Tablet Sports

Nelson Cruz, Rangers still far apart in contract negotiations

An estimated 300 fans stood in line Wednesday night in southwest Fort Worth for what might be their final glance at Nelson Cruz.

The free-agent outfielder hopes he and the Texas Rangers can find an agreement that would keep him swinging for the fences at Rangers Ballpark, but didn’t seem hopeful as he talked about the business side of baseball.

General manager Jon Daniels, speaking earlier in the day in Dallas at the annual media holiday luncheon, didn’t give much reason to be optimistic about a reunion either.

The Rangers, he said in a familiar refrain, are likely out on any additional big-ticket off-season acquisitions. Barring Cruz and the Rangers finding middle ground, and Rangers not first doing so with Shin-Soo Choo, the Boomstick will be elsewhere in 2014.

“It’s been tough, but I understand it’s part of the process,” said Cruz, who participated in a toy drive benefiting ACH Child and Family Services at an area T-Mobile store. “Hopefully, we’ll work something out. It’s something that’s a fit for me and my family. We’ve talked. They say that they want me, but it’s a business.”

The business aspect is Cruz’s contract demands and what the Rangers want to pay him. The Rangers don’t appear interested in giving him the maximum deal he is seeking, as many as four years at more than $15 million annually, but would prefer two guaranteed years and possibly a club or vesting option.

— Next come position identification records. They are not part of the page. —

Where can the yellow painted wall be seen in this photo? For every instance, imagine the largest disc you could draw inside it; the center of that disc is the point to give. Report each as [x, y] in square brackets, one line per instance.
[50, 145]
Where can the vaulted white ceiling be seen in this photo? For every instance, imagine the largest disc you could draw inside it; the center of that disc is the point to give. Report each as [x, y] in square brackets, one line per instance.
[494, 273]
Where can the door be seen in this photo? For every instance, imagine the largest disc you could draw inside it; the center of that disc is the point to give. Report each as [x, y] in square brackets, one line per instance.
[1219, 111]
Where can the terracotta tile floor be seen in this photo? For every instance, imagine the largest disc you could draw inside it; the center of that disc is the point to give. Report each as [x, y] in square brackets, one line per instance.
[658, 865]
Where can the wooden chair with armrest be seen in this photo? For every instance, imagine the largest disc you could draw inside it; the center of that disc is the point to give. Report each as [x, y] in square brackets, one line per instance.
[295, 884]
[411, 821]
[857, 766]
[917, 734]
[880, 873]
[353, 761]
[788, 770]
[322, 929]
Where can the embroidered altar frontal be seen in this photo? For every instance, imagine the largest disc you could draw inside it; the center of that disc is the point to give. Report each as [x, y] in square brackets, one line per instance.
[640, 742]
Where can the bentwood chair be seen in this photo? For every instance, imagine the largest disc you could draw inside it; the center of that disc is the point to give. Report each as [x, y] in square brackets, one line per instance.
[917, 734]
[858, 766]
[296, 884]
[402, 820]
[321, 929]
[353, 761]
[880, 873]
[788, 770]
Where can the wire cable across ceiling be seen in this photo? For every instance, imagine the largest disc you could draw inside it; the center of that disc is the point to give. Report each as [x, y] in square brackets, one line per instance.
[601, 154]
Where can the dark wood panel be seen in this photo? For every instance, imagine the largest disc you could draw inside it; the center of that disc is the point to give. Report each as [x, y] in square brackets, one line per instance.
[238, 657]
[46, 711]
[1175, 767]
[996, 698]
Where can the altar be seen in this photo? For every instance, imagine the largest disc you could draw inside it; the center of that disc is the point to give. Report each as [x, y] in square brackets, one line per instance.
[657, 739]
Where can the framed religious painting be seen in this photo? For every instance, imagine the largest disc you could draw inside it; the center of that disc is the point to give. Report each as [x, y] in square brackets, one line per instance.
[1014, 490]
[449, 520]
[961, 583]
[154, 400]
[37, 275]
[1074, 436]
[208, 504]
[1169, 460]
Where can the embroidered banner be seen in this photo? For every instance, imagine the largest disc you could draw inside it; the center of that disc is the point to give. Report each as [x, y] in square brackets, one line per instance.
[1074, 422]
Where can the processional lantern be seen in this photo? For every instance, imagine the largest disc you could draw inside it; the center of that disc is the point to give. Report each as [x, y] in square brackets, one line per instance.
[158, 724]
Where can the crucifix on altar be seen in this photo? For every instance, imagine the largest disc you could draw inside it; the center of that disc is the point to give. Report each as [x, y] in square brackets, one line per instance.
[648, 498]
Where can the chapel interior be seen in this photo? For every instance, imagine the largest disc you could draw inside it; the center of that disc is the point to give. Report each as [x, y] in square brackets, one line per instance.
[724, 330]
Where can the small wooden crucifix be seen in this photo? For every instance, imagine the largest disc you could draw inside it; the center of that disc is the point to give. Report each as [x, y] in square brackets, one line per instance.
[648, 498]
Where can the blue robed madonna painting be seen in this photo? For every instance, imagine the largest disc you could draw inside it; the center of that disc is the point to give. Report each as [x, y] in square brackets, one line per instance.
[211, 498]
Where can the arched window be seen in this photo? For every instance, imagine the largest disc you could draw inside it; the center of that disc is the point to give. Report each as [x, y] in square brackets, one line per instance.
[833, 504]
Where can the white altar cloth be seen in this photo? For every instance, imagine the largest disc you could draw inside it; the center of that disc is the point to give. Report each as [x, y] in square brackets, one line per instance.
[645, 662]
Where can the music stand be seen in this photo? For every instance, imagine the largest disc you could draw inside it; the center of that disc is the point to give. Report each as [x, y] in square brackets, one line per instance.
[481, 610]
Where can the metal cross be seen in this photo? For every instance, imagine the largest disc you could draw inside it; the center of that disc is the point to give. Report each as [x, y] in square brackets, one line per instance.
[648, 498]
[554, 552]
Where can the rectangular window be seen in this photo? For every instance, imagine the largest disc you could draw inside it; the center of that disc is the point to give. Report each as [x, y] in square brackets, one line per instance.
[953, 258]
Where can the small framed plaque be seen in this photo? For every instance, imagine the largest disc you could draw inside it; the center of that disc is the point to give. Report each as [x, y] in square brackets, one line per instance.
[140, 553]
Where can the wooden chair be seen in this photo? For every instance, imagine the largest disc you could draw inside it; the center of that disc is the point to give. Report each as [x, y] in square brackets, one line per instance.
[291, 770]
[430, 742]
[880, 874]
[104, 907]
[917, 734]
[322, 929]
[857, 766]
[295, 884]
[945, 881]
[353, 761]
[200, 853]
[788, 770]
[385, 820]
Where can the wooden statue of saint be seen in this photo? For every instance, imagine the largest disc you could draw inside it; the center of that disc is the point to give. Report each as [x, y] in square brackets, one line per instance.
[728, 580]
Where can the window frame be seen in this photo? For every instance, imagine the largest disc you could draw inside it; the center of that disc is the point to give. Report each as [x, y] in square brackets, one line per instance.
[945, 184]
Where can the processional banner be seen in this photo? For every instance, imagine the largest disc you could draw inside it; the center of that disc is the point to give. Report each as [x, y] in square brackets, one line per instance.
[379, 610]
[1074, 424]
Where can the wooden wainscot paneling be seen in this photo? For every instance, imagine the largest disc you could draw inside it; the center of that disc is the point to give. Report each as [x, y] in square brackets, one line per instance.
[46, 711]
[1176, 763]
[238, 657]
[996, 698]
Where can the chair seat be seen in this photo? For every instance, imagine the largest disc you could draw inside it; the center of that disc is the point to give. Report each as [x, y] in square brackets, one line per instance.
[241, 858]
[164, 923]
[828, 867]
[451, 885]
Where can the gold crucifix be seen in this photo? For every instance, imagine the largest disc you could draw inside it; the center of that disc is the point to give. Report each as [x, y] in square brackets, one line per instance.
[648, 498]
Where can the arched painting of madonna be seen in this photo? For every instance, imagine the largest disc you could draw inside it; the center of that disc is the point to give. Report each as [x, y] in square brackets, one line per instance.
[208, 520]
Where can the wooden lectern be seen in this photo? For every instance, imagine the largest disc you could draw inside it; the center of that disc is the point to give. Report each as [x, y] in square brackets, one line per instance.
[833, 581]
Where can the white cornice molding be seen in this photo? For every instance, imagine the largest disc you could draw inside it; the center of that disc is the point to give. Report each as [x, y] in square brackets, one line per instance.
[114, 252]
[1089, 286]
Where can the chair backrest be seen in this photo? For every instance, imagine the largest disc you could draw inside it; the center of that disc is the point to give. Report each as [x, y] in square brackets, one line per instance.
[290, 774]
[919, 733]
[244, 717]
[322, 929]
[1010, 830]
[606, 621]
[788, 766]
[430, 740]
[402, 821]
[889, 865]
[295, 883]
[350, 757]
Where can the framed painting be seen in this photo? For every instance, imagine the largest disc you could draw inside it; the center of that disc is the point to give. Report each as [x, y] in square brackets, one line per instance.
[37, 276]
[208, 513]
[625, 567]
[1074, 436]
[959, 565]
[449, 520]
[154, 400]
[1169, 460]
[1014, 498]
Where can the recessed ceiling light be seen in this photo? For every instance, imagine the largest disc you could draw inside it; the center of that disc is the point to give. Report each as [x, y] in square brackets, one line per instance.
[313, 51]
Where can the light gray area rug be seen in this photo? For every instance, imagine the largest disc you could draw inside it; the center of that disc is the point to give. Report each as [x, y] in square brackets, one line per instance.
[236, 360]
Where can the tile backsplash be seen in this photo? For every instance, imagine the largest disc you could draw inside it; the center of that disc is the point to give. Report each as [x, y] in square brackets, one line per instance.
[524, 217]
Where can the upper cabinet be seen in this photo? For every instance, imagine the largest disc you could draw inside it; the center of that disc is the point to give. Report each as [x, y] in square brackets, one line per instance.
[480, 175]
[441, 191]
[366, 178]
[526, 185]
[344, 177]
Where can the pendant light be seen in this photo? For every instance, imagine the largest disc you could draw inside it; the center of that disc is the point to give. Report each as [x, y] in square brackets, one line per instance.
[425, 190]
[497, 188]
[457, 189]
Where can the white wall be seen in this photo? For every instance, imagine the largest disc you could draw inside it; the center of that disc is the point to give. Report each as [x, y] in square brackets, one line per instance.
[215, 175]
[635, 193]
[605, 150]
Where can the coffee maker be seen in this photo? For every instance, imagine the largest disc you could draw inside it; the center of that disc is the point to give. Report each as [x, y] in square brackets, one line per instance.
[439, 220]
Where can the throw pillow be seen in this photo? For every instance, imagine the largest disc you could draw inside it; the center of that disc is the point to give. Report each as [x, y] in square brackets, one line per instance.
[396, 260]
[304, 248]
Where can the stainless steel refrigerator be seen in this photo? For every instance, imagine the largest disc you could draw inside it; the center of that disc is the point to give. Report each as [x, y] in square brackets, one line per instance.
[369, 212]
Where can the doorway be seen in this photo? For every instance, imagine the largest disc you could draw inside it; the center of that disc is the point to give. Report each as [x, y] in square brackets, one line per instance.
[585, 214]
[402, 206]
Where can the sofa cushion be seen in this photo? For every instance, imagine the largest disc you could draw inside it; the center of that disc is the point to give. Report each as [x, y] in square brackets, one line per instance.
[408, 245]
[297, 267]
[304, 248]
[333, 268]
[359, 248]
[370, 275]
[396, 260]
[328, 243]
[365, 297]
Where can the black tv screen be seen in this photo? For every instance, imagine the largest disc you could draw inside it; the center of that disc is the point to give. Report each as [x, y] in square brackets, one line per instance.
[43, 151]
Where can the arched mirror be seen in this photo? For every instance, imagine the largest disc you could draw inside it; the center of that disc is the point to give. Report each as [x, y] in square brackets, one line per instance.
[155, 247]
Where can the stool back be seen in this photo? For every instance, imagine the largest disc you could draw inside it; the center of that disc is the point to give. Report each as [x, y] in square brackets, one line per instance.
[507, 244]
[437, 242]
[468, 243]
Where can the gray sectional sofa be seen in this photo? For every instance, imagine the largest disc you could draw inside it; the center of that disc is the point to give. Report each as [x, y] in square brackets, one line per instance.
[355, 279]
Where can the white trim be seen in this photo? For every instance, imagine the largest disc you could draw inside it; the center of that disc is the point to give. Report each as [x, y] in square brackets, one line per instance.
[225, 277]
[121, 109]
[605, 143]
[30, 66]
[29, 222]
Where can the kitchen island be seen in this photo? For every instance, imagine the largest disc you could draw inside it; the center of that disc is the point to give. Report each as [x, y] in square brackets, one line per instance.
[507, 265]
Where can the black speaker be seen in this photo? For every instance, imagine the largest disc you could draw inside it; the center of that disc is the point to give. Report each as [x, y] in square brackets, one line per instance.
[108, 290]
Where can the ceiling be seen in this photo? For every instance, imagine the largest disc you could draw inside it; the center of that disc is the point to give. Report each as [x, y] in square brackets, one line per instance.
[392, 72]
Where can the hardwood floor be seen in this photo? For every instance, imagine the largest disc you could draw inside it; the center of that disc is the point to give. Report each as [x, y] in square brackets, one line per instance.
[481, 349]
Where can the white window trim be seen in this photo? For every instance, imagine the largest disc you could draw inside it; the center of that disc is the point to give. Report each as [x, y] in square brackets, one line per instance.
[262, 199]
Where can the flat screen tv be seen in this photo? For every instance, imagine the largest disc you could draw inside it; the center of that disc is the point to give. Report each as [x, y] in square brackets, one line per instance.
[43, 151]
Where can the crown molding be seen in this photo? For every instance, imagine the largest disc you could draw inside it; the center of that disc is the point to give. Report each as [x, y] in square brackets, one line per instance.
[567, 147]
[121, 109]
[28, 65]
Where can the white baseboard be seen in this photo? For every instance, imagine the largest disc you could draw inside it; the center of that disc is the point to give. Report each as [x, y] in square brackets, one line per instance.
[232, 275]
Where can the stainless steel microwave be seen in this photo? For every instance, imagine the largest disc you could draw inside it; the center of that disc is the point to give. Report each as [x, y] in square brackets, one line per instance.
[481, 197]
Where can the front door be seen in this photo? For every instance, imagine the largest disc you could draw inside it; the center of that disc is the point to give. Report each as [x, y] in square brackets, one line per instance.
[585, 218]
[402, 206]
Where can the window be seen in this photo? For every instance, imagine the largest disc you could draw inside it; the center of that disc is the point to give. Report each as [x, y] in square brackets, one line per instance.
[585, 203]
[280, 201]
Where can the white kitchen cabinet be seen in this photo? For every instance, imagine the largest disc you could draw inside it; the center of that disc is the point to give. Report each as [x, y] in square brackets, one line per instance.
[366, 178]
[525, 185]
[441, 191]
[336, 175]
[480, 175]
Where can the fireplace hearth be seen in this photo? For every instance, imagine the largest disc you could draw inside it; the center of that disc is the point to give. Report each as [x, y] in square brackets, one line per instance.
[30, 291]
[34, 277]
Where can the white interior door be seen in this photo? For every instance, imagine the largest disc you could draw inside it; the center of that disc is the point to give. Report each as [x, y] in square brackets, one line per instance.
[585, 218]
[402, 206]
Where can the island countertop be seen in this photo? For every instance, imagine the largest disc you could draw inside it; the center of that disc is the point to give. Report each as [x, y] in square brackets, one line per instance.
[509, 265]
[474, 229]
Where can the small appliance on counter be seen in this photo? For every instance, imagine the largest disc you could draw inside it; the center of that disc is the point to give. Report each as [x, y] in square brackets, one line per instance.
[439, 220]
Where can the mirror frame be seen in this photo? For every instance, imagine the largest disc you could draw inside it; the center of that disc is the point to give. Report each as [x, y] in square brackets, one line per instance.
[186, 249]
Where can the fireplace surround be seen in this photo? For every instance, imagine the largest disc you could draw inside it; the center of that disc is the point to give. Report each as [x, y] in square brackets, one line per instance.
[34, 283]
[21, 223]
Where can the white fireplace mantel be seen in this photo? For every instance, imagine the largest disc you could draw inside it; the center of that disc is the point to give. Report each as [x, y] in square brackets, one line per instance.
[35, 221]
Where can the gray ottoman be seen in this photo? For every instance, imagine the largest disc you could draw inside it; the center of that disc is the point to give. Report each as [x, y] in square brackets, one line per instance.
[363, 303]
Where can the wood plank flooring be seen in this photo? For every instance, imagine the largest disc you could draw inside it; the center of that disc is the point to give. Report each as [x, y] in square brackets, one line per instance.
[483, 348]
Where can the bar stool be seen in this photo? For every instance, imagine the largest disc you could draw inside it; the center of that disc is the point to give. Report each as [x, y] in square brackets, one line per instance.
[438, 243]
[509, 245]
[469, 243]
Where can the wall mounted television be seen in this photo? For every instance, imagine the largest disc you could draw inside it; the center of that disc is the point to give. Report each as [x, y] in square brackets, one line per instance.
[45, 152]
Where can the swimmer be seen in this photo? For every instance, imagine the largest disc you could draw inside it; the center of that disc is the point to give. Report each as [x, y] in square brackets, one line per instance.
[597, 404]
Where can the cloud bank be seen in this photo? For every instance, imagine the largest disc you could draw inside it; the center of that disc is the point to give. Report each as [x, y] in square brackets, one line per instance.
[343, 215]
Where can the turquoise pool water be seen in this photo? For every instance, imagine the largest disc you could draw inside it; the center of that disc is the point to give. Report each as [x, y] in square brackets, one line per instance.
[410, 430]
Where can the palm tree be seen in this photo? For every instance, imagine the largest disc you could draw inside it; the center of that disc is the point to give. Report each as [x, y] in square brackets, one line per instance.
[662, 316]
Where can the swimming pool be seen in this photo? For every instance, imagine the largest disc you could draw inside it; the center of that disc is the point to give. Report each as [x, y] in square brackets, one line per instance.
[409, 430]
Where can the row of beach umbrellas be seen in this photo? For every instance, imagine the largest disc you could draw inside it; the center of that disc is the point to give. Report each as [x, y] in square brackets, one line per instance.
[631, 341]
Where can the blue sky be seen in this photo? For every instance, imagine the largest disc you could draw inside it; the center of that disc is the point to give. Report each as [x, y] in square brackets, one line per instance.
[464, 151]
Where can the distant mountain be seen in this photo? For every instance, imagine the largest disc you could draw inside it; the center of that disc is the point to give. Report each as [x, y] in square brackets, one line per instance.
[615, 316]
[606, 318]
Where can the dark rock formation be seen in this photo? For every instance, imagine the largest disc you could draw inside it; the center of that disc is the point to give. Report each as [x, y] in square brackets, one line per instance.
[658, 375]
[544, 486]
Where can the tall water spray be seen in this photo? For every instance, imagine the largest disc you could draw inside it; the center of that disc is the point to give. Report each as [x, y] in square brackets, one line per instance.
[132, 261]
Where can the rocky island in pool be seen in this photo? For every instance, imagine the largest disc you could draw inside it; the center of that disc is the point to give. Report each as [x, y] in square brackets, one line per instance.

Daniels also isn’t interested in paying Choo’s current asking price of seven years, $153 million, which is what another Scott Boras client, Jacoby Ellsbury, received from the New York Yankees.

The Rangers are also considering how far they are willing to go with Japanese right-hander Masahiro Tanaka, who has yet to be posted by his team in Nippon Professional Baseball.

MLB and NPB have finally reached an agreement on a new posting system, with a player free to negotiate with any team willing to pay a $20 million fee if it signs him. It won’t hurt the Rangers, or any team, to find out Tanaka’s level of interest if he hits the market.

“It takes some of the unknown out of it,” Daniels said. “I think this is just more of a transparent way of going about it.”

The Choo and Tanaka markets could ultimately keep Cruz wondering where he’ll end up. He didn’t know what to expect entering his first go-round as a free agent, and he seems surprised to not have signed yet.

The 50-game suspension for using performance-enhancing drugs might be a factor, though it didn’t sway St. Louis from signing fellow PED user Jhonny Peralta. But signing Cruz will cost a team draft-pick compensation.

That could also be a factor in why he remains available, though several who also rejected one-year qualifying offers have signed with new teams.

“My agent is doing a great job keeping me calm,” said Cruz, who is represented by Adam Katz.

If Cruz is waiting on the Rangers, he could be on hold for a while.

“We like our team. We’re open to adding to it,” Daniels said. “We’ve talked about some everyday players. We’ve talked about some more complementary players. We’ve talked about adding some depth to the pitching staff.

“But we’re not close to anything. We don’t have any pending offers or anything like that. There are a number of players out there that we like, but my expectation is that at the top of the market it’s unlikely for us.”